Magnetic field induced dielectric relaxation in the strain glass state of Pr0.6Ca0.4MnO3

TL;DR

This study investigates how magnetic fields influence dielectric relaxation in Pr0.6Ca0.4MnO3, revealing field-dependent charge dynamics and phase boundary motions linked to martensite transformation.

Contribution

It uncovers magnetic field-induced dielectric relaxation phenomena and their relation to phase boundary motions in Pr0.6Ca0.4MnO3, a novel insight into strain glass state behavior.

Findings

Dielectric relaxation at ~60 K follows Arrhenius behavior regardless of magnetic field.

Additional relaxation at ~30 K appears only under a critical magnetic field.

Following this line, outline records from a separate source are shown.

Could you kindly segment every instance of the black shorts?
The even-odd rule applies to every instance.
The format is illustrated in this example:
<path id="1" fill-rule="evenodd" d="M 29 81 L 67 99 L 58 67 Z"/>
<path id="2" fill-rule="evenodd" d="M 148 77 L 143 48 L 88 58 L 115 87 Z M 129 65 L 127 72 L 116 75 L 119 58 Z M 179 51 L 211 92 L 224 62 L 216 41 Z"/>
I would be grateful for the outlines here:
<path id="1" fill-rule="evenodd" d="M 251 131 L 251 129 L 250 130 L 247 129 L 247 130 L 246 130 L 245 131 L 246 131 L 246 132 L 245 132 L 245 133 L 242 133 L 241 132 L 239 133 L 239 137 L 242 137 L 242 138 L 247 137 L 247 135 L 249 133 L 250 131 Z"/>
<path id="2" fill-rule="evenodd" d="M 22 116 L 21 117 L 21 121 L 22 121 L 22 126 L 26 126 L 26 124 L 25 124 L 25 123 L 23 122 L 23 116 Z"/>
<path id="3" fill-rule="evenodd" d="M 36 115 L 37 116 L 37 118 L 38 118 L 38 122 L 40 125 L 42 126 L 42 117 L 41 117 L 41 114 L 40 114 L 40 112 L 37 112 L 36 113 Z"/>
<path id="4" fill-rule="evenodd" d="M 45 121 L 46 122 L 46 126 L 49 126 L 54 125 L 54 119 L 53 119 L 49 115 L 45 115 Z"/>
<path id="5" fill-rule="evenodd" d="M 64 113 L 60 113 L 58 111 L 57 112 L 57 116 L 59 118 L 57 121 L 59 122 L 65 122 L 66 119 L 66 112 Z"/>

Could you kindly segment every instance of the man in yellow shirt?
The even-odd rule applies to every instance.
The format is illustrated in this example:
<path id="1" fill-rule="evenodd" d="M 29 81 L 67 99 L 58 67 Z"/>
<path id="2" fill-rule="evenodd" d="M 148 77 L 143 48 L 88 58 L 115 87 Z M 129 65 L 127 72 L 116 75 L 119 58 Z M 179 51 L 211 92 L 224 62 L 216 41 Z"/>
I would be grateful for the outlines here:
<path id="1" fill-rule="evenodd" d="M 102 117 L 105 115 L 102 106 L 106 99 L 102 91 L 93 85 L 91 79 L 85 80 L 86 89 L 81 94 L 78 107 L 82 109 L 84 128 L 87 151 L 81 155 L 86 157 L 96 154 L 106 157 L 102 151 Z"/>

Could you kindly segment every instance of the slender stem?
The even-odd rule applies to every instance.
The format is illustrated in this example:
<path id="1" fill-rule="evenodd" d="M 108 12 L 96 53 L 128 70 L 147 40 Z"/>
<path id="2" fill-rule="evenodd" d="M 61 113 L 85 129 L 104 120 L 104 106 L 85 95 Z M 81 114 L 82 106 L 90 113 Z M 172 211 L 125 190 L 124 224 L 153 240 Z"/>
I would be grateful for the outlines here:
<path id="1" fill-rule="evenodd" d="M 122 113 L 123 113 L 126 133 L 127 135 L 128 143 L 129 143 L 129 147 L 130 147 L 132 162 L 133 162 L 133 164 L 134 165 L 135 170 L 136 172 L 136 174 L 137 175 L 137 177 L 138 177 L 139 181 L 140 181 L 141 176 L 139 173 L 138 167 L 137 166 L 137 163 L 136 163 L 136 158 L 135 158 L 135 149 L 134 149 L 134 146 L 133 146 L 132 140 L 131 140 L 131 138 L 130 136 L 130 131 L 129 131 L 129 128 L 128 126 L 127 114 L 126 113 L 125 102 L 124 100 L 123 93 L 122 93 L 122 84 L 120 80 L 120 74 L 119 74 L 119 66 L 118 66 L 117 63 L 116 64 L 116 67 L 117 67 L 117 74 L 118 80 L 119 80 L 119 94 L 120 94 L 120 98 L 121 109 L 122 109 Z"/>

Magnetic field shifts dielectric relaxation to lower temperatures, indicating phase boundary dynamics.

Abstract

We present the dielectric and magnetodielectric properties of Pr0.6Ca0.4MnO3 polycrystalline sample. Dielectric permittivity ({\epsilon'}) (and d{\epsilon'}/dT) portrays the charge order and other magnetic transitions observed in the magnetization measurement. Dielectric study has revealed a relaxation corresponding to ordering of polarons ~ 60 K that follows Arrhenius behaviour both in the presence and absence of magnetic field and another relaxation was noticed ~ 30 K only under a critical magnetic field (3.2 T) that shows critical slow down of electronic charges obeying power law. Further, the magnetic field induced relaxation shifts to low temperatures with the increase of magnetic field. The observed field induced dielectric relaxation below the reentered charge ordered state is linked with the rapid motions of boundaries of the coexisting phases towards the martensite phase transformation.